On peut dire qu'il s'est emporté.

En quoi est-ce important?

(1) l'image de la Turquie s'est bien dégradée - surtout puisque Erdogan a quitté ensuite le Sommet de Davos et a été accueilli par une foule en liesse à Ankara. Les réactions: la Turquie montre son vrai visage (voir ici). Quelle est l'image créée?

(2) c'est une Turquie qui est radicalement anti-Israel (Erdogan avait déjà dit que Israel s'auto-détruirait) et pro-Palestine.

(3) c'est une Turquie qui n'est pas laique, car elle soutient les ennemis d'Israel par sentiment de solidarité musulmane.

(4) c'est une Turquie qui n'est pas un pont entre l'Occident et l'Orient, mais un pays qui sépare l'Europe de l'Asie.

(5) là encore, peu importe de savoir si c'est vrai ou non, c'est l'image qui est créée qui compte.

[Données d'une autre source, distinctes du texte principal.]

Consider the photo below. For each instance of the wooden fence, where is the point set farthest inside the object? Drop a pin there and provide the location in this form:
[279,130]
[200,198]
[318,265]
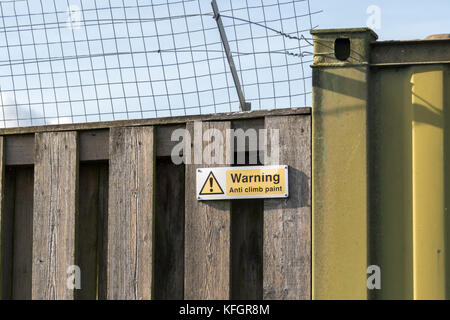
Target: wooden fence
[107,197]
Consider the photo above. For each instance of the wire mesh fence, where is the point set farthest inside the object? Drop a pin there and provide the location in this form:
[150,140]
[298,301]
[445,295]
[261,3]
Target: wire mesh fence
[71,61]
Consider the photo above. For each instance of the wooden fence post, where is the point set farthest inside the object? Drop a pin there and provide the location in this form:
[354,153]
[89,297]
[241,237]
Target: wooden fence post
[207,229]
[54,214]
[287,223]
[130,213]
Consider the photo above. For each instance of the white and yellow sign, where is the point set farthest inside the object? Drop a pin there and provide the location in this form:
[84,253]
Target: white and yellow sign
[242,182]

Et c'est de l'eau au moulin de tous ceux qui ne veulent pas de la Turquie dans l'Union Européenne.
Hormis toutes les considérations géographiques, économiques, humanitaires dont on débat actuellement, c'est le jeu d'alliances qui va désormais jouer un rôle dans les négotations. Les États européens sont pour la plupart très proches d'Israel (avant tout l'Allemagne), alors ils ne voudront pas d'une ennemie farouche de l'État d'Israel.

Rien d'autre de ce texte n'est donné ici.